Freedom to assert

Just a quickie…

In British politics there’s an idea of collective responsibility: once a policy is agreed in cabinet, members of the government are required to defend it even if they don’t agree with it personally[^1].

In Django we have similar. We try to reach decisions via consensus. Once that’s done, there’s a convention that you’ll support that, even if it didn’t quite go your way.

That applies all the more to the Fellows. It is quite literally their job to defend the consensus reached on discussions, and the outward manifestations of those, in things like the API stability and supported versions policy.
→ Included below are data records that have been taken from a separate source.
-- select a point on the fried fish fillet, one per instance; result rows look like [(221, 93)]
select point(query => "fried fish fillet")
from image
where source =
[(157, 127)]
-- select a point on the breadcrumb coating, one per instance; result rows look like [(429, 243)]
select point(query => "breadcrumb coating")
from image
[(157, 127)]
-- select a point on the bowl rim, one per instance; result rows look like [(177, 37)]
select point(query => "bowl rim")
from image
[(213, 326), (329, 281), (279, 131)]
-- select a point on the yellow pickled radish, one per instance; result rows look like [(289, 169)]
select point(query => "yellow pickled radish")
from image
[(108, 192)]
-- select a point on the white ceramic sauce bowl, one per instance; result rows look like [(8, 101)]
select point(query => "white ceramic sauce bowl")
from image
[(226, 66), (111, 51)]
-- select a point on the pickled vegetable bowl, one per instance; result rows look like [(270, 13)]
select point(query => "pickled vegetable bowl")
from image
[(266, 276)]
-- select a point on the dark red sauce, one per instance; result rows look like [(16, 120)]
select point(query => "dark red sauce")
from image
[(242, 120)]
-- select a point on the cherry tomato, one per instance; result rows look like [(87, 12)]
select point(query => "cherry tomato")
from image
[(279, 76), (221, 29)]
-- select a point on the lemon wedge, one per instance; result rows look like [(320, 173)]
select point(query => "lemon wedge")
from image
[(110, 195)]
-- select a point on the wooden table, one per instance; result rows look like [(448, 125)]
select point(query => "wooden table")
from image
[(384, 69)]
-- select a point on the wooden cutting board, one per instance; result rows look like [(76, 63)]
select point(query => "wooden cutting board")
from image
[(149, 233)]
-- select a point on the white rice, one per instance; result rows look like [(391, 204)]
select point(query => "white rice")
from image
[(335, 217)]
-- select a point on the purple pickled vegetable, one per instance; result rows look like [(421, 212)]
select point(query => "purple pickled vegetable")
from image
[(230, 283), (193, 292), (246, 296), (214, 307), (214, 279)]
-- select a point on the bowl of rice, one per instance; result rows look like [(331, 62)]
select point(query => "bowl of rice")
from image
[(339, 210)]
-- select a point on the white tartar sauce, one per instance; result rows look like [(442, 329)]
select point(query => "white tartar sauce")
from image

Even if in a particular case they may not really agree.

And all of this is to the strength of Django.

There’s a consensus to favour exceptions over assertions, as per the discussion on #32508: raise a (e.g.) ValueError rather than use assert. If you’re ever going to catch it then sure but, just as a matter of (probably lackadaisical) style I’m a big fan of assertions. Make it blow up! 💥 I like the syntax.

I’ve chaffed a little at this.

Only a little, mind. It’s not really a biggie.

This morning though, I threw an assert ... into some code I was playing with, without even a niggle of Will I be able to justify that?.

That was quite refreshing. I’m enjoying my new found freedom to assert.

[^1]: I’m not sure this is still really a thing, if it ever really was, but it was definitely talked up a lot in the past.